Due to the ability of a small amount of double-stranded RNA to block gene expression, and because this effect can be passed on to progeny cells, the RNAi reaction process can also be used for gene knockout. In recent years, an increasing number of gene knockouts have adopted RNAi, which is a simpler and more convenient method. After double-stranded RNA enters the cell, it can be cleaved into siRNA by the action of the Dicer enzyme. On the other hand, double-stranded RNA can also induce RNAi through RNA-directed RNA polymerase (RdRP), which synthesizes RNA using RNA as a template. Through this polymerase chain reaction, the intracellular siRNA is greatly increased, significantly enhancing the inhibition of gene expression. SiRNAs ranging from 21 to 23 nucleotides to several hundred nucleotides in length can induce RNAi, but the effect of long double-stranded RNA on blocking gene expression is significantly stronger than that of short double-stranded RNA.
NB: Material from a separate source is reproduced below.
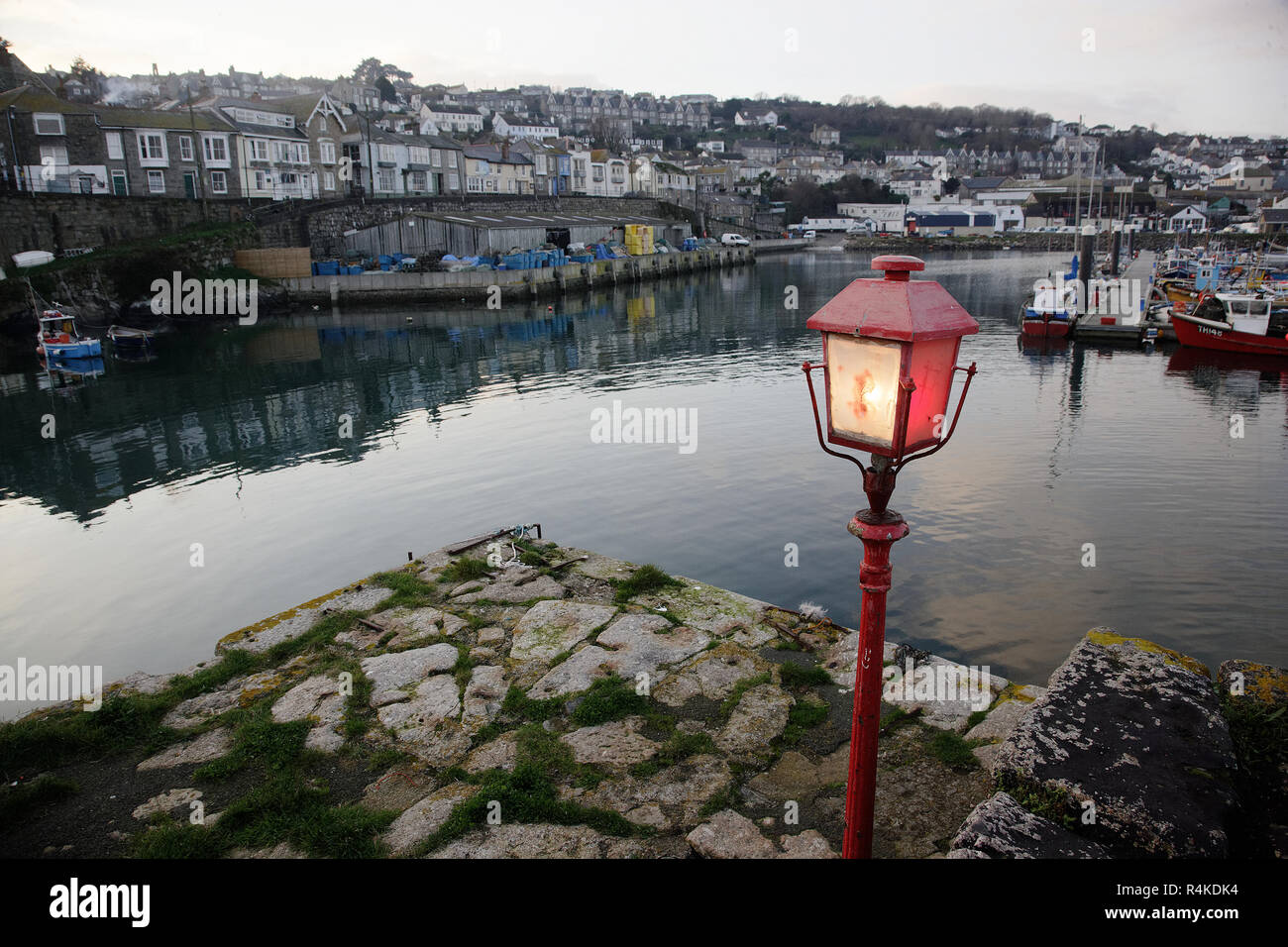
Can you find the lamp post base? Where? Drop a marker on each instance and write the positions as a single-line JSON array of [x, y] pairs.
[[879, 531]]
Currently, gene editing primarily involves three methods, including Zinc Finger Nuclease (ZFN) technology, Transcription Activator-Like Effector Nuclease (TALEN) technology, and CRISPR/Cas system-mediated gene editing technology.
Although there are still challenges in the practical application of gene knockout technology, its prospects remain very broad. Gene knockout technology plays an important role in life science research. By observing the effects of specific gene deletions, researchers can determine the role of the gene in biological development, physiology, or behavior, thereby deepening understanding of biological processes. Gene knockout technology also provides possibilities for developing new therapies for genetic diseases. By targeting, modifying, or removing defective genes that cause diseases, new avenues for disease treatment can be provided.